On 2/24/2013 6:47 AM, Noob wrote:
> Noob wrote:
>
>> Here's my attempt at writing a "get_line" implementation, which
>> reads an entire line from a file stream, dynamically allocating
>> the space needed to store said line.
>
> I went back to the drawing board, with all your comments and suggestions
> in mind.
>
> As far as I can tell, there are 5 "situations" to deal with:
>
> 1) non-empty line
> 2) empty line
> 3) end of stream
> 4) stream error
> 5) out of memory
>
> For "typical" text files, getline will deal mostly with 1 and 2, and
> one necessary 3 at the end of the stream. 4 and 5 are exceptional
> error conditions.
>
> With the aim of keeping the common case simple, and given that I've
> stuck with a pointer return value, the simplest strategy seems to be
> to return
> - a valid pointer for 1 and 2
> - NULL for 3, 4, 5
>
> and let the user tell 3, 4, 5 apart using
> feof for 3, ferror for 4, otherwise 5
>
> So here's the "formal" description:
>
> char *mygetline(FILE *stream)
>
> mygetline dynamically allocates enough space (using malloc and friends) to
> store the next complete line (a valid NUL-terminated string) from 'stream'.
> The string must be free'd by the user when it is no longer needed.
> mygetline may return NULL
> 1) when it has reached the end of the stream
> 2) when there is an error reading from the stream
> 3) when malloc fails
> The user may use feof and ferror to distinguish between these cases
>
> Here's the code (valid C89 according to gcc)
>
> #include <stdlib.h>
> #include <stdio.h>
>
> static char *wrap_realloc(char *s, size_t len)
> {
> char *temp = realloc(s, len);
> if (temp == NULL) free(s);
> return temp;
> }
>
> char *mygetline(FILE *stream)
> {
> char *s = NULL;
> size_t len = 500;
> while ( 1 )
> {
> size_t max = len*2;
If you're worried about wrap-around (a possibility, albeit
a remote one), at this point you could add something like
if (max <= len) {
max = (size_t) -1; // last gasp: try SIZE_MAX
if (max <= len) {
free(s);
return NULL;
}
}
> s = wrap_realloc(s, max);
> if (s == NULL) return NULL;
> while (len < max)
> {
> int c = getc(stream);
> if (c == EOF || c == '\n')
> {
> s[len] = '\0';
> return wrap_realloc(s, len+1);
I'm of two minds about this realloc().
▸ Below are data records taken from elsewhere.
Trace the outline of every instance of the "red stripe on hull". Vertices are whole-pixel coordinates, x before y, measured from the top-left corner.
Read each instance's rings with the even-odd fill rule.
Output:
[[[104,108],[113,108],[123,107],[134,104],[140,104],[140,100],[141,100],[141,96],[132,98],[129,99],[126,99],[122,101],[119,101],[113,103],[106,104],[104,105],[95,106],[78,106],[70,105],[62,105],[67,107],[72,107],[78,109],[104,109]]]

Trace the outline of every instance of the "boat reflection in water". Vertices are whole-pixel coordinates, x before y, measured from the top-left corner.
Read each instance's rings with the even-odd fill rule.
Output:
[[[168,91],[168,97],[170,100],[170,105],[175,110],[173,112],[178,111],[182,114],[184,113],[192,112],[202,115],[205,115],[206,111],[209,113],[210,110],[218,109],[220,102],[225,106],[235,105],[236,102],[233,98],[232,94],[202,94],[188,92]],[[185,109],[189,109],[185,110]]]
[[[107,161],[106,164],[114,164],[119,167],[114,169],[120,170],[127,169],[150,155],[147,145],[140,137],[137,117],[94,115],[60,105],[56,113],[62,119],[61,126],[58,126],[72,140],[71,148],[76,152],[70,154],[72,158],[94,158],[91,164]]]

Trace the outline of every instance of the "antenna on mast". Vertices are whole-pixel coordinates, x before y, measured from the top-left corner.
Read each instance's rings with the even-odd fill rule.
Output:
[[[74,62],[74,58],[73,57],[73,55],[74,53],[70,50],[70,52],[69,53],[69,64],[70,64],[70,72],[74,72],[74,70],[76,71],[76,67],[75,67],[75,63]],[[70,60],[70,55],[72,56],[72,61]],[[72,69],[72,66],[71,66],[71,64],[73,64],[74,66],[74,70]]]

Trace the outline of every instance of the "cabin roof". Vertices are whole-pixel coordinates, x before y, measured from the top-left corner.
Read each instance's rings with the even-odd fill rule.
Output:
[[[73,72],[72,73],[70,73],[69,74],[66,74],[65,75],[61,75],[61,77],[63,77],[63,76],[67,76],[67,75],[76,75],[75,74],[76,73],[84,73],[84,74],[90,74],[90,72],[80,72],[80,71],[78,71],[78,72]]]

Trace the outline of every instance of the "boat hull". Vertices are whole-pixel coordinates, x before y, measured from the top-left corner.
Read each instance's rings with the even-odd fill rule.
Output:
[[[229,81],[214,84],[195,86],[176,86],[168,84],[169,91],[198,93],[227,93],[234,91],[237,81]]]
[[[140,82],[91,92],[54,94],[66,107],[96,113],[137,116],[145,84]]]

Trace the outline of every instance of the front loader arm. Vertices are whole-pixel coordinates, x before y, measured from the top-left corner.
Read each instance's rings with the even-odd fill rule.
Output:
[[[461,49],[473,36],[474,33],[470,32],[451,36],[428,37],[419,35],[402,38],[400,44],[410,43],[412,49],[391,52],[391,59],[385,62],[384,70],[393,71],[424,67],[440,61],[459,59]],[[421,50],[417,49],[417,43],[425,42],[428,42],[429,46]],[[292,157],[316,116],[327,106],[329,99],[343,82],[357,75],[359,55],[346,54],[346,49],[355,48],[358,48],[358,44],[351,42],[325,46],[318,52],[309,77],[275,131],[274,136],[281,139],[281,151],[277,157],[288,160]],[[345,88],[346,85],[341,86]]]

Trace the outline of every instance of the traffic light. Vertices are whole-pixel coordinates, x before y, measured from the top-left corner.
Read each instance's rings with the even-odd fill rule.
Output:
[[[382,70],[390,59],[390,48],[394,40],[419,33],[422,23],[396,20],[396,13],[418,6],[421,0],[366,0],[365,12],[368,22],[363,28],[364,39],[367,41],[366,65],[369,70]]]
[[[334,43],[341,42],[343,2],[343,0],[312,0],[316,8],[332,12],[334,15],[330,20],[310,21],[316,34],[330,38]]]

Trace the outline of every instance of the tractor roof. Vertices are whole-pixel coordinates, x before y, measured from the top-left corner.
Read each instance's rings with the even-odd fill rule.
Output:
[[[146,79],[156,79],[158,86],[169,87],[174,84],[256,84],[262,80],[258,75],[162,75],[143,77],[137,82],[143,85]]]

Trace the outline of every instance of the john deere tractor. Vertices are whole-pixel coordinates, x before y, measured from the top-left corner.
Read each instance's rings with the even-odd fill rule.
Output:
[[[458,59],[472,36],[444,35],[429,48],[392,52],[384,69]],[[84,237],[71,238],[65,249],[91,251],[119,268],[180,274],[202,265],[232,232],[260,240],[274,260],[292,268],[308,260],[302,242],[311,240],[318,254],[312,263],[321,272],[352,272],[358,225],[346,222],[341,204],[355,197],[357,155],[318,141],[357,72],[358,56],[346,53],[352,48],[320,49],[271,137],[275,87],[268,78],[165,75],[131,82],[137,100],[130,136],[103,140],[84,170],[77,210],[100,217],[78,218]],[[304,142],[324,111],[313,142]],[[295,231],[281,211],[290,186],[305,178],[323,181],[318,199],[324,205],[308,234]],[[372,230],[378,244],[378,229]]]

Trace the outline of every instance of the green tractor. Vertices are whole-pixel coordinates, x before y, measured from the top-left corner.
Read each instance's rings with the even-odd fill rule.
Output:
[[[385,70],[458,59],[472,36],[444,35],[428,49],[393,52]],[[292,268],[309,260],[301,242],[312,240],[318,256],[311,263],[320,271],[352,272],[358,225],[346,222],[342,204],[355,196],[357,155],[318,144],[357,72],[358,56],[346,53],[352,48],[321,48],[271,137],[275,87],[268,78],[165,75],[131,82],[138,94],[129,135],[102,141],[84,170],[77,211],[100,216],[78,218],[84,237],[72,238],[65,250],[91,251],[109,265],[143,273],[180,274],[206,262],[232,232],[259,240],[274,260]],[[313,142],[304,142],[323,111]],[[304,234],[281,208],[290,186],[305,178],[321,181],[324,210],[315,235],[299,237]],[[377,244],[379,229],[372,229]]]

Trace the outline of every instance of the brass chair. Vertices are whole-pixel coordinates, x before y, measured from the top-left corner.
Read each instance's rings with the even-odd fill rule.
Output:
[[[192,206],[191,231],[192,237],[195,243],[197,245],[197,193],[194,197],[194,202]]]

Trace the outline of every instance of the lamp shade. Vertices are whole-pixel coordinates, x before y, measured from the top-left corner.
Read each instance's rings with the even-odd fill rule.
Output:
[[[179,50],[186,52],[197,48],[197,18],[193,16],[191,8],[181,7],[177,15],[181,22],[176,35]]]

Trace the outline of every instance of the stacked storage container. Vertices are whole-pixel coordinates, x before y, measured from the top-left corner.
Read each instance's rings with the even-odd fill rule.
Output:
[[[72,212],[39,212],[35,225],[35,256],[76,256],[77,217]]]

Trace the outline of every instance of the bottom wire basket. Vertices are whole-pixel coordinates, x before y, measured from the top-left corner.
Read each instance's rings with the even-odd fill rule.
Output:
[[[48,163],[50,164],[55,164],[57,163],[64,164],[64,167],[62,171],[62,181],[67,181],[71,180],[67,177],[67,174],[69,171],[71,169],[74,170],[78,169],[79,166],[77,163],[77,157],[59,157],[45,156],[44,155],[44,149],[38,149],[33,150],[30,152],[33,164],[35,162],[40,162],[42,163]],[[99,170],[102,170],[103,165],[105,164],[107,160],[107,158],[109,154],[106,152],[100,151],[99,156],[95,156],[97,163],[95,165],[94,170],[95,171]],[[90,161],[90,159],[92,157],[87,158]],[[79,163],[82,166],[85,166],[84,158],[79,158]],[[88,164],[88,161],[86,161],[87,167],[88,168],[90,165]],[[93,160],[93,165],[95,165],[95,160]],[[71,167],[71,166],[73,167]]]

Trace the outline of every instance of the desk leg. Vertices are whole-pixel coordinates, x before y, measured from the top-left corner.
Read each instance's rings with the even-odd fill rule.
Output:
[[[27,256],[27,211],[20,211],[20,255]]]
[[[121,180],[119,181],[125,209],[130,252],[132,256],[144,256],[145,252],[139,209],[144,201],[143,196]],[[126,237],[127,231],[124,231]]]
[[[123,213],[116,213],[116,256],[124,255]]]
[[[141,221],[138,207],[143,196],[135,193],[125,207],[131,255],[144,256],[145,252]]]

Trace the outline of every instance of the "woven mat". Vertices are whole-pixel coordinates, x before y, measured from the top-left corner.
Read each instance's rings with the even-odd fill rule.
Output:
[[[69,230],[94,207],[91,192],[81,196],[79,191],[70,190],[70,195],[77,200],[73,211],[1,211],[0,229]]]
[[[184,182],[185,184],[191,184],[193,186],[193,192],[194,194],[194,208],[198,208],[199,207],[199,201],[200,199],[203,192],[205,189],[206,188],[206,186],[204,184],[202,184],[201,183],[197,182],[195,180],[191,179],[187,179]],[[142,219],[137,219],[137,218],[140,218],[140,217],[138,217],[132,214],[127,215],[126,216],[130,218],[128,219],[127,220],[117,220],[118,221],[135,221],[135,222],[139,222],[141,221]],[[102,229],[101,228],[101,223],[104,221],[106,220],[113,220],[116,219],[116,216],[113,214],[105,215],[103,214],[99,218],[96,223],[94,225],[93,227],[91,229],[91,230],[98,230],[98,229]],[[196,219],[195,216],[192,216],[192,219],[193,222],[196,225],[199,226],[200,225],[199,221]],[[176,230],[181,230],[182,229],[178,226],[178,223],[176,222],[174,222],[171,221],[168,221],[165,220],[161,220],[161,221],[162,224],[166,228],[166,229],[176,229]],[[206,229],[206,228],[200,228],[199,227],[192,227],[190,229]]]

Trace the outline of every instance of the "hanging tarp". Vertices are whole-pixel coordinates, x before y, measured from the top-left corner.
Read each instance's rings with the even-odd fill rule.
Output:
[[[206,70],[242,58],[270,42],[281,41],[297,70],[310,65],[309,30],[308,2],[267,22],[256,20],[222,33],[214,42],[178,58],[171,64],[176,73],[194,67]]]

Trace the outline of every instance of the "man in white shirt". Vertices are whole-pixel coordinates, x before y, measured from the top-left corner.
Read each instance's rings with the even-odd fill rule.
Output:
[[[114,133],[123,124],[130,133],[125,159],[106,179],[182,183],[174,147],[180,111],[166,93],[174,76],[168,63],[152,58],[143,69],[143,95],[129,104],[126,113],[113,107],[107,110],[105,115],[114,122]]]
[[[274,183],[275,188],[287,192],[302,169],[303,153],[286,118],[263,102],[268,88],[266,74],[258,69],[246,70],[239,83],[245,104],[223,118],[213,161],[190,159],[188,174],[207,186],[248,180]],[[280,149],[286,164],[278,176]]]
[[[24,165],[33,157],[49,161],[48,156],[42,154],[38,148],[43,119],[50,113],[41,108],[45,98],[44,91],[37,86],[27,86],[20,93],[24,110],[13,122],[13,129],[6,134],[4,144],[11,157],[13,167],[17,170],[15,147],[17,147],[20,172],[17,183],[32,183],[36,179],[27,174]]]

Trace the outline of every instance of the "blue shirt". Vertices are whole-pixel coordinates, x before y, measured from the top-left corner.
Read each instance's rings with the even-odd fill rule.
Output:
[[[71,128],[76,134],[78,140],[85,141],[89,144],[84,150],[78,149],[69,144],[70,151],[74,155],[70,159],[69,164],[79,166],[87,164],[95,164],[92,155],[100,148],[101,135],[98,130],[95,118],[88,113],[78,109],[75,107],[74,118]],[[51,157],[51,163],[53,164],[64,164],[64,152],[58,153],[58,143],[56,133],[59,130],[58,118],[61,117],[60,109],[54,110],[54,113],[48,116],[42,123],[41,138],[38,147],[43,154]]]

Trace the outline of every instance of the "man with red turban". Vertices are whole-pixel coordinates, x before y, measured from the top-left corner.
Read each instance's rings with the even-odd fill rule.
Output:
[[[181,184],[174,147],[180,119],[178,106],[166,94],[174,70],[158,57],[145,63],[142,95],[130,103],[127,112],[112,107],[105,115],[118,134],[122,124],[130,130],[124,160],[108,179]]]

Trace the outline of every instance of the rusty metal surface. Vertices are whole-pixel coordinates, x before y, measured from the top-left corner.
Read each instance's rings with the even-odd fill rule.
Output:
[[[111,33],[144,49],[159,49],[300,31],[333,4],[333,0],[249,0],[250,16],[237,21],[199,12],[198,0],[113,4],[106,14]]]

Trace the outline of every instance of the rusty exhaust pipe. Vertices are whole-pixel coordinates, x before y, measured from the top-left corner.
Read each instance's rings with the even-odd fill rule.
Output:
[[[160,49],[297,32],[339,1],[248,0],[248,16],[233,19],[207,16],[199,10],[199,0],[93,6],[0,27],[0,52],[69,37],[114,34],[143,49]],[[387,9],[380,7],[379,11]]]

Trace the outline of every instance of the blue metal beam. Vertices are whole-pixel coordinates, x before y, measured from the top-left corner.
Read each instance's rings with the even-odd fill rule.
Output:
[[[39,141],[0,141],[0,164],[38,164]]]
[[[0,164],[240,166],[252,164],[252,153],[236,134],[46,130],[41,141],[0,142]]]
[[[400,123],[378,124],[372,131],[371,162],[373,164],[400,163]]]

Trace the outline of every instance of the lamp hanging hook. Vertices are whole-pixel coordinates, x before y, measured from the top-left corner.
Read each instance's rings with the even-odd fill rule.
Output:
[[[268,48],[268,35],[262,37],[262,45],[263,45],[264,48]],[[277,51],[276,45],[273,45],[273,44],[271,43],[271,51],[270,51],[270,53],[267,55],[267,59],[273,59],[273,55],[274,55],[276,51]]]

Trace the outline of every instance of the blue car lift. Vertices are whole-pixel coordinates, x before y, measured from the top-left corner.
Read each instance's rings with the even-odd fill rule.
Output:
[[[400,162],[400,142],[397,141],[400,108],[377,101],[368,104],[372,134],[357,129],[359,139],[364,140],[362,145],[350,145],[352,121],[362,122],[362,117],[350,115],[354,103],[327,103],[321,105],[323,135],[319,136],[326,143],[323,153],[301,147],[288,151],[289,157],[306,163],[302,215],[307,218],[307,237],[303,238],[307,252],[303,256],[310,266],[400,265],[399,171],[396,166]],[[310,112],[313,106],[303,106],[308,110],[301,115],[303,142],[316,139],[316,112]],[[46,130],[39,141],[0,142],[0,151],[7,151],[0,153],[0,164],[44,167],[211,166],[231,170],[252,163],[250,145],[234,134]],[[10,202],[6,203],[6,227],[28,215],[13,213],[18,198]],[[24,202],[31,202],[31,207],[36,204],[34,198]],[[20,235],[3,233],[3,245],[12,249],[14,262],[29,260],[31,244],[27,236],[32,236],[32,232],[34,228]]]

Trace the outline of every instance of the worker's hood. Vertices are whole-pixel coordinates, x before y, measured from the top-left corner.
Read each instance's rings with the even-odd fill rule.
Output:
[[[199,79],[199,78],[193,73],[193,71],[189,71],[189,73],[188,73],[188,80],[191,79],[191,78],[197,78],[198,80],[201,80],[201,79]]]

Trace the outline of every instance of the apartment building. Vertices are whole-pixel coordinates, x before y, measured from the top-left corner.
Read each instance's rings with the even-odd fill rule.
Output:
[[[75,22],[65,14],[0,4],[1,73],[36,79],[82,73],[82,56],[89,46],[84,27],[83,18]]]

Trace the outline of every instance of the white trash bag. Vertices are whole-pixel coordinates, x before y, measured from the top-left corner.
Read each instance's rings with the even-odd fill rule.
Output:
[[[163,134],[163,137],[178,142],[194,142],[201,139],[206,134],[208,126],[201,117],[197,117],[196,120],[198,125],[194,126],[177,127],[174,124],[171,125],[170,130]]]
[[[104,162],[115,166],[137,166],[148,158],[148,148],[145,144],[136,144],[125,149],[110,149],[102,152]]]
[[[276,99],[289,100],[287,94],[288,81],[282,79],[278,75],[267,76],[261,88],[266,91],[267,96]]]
On the one hand, it's
good not to tie up more memory than you must; if the caller is just
stuffing the lines into a linked list or something, the memory
savings is worth while. But it seems more likely that the caller
will read a line, extract bits and pieces of it and store them
(rather than the whole line), and then just call free(). In that
use, the realloc() is just a waste of effort.
My own edition of this thing (everybody writes one eventually)
takes the idea a step further: It re-uses the existing buffer on
the next call, meaning that the caller needn't (in fact, mustn't)
call free(), and that the caller must extract and stash information
before reading the next line. Whether that's a good idea is open
to debate, but it works for me. YMMV.
> }
> s[len++] = c;
> }
> }
> }
>
> P.S. Eric, I did note your remark that len*2 may wrap-around, I'm just
> not sure what to do in this situation...
>
> Again, suggestions and criticism are welcome.
In addition to the comments above, I suggest you test this
code: You may be in for a surprise. (Hint: When the caller
examines the returned buffer, where will it find the very first
input character?)
--
Eric Sosman
d